The previously mentioned conversation between Harris and Watson, in which they reckon with their identities as scientists, occurs in episode three, titled “Open Wide, O Earth.” This notable episode, set in the weeks after the explosion, is grotesque. Firefighters and plant workers meet painful deaths as the extreme radiation of the explosion takes its toll (twice the radiation level of the bomb at Hiroshima, we’re told several times by Harris over the course of the series). It’s a horrid, bloody, unavoidable death—seemingly by rotting—heightened in drama to a practically biblical level. Therefore, it’s not surprising one of the few works of art in the whole series shows up in this episode—Ilya Repin’s Ivan the Terrible and His Son Ivan on 16 November 1581.

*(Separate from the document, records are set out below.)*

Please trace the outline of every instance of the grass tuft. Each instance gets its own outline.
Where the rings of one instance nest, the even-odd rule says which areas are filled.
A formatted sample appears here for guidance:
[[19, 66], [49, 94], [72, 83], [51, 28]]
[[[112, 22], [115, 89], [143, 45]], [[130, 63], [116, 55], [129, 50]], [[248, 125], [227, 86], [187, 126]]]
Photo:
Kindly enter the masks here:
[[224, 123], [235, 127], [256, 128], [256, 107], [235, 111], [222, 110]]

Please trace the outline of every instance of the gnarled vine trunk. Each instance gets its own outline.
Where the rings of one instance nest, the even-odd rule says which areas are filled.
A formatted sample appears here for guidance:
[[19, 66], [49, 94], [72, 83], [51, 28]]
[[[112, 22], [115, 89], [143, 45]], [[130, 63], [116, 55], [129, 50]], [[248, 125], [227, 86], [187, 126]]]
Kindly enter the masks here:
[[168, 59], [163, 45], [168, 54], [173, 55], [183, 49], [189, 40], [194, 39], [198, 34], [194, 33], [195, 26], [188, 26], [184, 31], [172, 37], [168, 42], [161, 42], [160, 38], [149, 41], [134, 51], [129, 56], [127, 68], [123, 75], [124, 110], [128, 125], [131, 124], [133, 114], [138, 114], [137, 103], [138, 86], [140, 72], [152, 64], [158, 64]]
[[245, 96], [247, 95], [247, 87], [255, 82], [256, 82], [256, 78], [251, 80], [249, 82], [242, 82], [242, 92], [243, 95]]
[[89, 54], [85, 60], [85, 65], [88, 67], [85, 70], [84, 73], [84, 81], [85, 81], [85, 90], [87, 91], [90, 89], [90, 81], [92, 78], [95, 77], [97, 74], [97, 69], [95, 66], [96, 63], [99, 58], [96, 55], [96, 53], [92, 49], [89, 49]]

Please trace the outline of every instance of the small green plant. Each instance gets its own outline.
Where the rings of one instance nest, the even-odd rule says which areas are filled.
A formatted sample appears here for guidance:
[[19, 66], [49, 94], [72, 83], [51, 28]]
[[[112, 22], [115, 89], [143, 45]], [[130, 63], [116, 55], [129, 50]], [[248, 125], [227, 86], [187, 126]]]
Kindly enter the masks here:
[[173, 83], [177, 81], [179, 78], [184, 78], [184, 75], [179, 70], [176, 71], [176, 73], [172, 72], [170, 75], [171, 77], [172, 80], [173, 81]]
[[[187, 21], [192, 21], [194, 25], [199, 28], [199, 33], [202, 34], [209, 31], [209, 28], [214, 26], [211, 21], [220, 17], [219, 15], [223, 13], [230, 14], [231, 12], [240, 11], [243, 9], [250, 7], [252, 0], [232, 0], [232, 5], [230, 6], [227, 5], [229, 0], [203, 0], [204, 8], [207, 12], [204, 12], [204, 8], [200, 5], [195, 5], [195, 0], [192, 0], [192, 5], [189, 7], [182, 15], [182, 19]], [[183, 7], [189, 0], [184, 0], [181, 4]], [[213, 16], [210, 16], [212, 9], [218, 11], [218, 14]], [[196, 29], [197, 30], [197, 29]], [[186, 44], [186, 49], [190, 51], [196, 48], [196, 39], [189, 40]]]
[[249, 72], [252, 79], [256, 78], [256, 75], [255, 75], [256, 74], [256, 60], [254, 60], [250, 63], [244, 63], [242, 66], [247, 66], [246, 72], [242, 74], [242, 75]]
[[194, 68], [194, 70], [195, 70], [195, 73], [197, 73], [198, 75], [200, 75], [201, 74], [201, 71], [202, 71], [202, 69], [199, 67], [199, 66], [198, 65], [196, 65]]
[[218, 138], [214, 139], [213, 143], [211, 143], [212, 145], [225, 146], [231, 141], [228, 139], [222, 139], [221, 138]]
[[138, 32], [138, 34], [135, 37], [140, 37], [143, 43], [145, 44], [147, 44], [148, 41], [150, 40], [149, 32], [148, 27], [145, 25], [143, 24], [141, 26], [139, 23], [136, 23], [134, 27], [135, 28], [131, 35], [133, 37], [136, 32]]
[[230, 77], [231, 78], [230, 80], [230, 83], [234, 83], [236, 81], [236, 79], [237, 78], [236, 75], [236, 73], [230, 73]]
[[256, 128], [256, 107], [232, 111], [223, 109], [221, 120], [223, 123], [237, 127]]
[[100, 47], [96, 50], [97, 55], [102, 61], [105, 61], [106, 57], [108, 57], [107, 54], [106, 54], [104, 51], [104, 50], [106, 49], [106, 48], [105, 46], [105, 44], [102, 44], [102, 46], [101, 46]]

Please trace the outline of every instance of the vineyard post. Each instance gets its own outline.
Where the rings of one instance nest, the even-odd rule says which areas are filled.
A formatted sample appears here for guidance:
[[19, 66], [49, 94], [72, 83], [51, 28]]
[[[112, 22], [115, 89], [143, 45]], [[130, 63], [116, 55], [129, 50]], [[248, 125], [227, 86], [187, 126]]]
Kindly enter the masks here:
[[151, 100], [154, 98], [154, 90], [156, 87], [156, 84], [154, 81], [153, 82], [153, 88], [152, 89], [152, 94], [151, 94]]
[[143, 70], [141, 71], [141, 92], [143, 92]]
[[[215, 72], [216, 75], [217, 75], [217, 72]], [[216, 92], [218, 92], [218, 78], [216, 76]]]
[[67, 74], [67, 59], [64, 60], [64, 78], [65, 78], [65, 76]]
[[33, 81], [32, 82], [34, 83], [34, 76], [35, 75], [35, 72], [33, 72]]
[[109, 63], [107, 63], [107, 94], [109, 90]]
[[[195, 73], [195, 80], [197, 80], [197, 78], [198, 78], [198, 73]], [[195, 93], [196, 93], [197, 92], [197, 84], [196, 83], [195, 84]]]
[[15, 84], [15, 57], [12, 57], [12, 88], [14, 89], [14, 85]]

The symbolism isn’t subtle—the large painting is seen for the first time after a particularly gruesome scene. Harris, waiting to report on the status of the reactor post-explosion, is considering the painting, which hangs at the end of a lavish government building hallway. The painting depicts the moments after Ivan the Terrible strikes his son in anger—a fatal blow. The Tsar, instantly remorseful, holds his dying, bloodied son. Like the Chernobyl disaster, the moment depicted in the painting looms as a key turning point for Russia. Shortly after Ivan’s son’s death, the country plunged into a deeply unstable period known as the Time of Troubles.

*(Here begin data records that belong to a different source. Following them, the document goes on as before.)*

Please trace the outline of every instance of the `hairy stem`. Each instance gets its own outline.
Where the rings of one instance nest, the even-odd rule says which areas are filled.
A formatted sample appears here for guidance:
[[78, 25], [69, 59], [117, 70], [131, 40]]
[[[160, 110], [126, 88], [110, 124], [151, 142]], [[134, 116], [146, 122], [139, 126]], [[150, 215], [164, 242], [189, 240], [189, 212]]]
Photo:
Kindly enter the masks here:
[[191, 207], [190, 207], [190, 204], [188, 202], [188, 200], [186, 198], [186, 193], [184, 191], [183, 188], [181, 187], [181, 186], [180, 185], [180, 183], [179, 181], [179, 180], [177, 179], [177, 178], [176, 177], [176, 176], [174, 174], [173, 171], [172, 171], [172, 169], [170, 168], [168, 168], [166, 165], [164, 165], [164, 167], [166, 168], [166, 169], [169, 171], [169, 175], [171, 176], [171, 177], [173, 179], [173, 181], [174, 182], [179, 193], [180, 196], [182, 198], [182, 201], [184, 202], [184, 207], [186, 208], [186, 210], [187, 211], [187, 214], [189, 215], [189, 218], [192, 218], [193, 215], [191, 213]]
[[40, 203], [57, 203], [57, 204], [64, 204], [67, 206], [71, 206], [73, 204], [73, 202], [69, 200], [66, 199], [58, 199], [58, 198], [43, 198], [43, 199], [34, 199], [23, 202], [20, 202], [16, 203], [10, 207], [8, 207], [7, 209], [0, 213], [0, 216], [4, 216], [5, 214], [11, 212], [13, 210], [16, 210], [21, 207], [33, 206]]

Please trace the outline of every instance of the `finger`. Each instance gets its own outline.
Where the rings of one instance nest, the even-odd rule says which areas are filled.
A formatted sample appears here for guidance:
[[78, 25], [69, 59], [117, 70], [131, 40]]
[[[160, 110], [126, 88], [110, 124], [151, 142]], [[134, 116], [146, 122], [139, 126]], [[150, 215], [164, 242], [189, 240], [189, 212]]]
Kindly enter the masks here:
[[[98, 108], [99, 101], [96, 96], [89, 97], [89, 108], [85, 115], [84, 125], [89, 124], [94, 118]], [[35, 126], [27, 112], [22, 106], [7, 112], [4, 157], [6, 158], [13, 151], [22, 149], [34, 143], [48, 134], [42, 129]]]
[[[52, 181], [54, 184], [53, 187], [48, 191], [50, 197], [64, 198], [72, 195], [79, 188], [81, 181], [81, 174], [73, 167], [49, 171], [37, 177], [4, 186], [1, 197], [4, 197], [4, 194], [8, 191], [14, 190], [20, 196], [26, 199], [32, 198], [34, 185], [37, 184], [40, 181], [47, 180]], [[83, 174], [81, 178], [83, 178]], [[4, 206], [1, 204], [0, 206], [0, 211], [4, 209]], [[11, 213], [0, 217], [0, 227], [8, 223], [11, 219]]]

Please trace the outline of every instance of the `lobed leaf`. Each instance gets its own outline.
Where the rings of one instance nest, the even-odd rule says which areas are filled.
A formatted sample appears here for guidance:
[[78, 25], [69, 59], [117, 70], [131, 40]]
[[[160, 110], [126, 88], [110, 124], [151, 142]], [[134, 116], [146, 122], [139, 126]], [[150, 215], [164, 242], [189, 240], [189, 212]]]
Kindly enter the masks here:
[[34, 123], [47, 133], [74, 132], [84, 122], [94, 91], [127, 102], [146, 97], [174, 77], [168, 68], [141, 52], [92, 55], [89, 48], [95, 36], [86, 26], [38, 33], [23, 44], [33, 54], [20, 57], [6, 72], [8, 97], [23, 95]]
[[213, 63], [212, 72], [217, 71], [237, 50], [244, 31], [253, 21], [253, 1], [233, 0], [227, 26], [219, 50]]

It is unlikely Repin’s work ever hung in a government building (it is currently on view at Tretyakov Gallery in Moscow, where it has been since its completion in 1885), thanks to its controversial content. Nationalists dispute the historical accuracy of the story, and they have argued the violent depiction is inaccurate and offensive to Russian history. The painting has been attacked twice—first, in 1913, via knife; and again, in 2018, when a visitor felt compelled the smash the painting with a metal pole taken from a security stanchion. Although Repin’s work is generally considered to be some of the greatest in Russian history, the narrative in Ivan runs contrary to the entire political belief system under the Soviet Union. The painting’s appearance in Chernobyl is as an allegory for state accountability in the face of regrettable, unintended violent death, but also as an indicator of the fall of the Soviet Union. Chernobyl was the beginning of the end.

The painting’s unlikely appearance also exemplifies the show’s slick dramatization. Although filmed primarily in Lithuania, at the end of the day, this is Hollywood. It’s not the untold story of Chernobyl (plenty of existing books on the topic tell quite a lot), but it is certainly a riveting one. The final episode of the series ends with a trial—the way such stories often do, as governments and the general populace look for someone or something to blame—and an unexpected moment of redemptive truth telling. It’s a fabricated catharsis, a conclusion to a catastrophe that will not fully conclude in our lifetime. Chernobyl gets an ending. Chernobyl does not.

 

 

This review originally appeared in ART PAPERS “Energy Structures” Spring/Summer 2019.


EC Flamming is the Circulation & Editorial Coordinator for Art Papers. She lives in Atlanta. She subscribes to The New Yorker, Film Comment, Playboy, and People.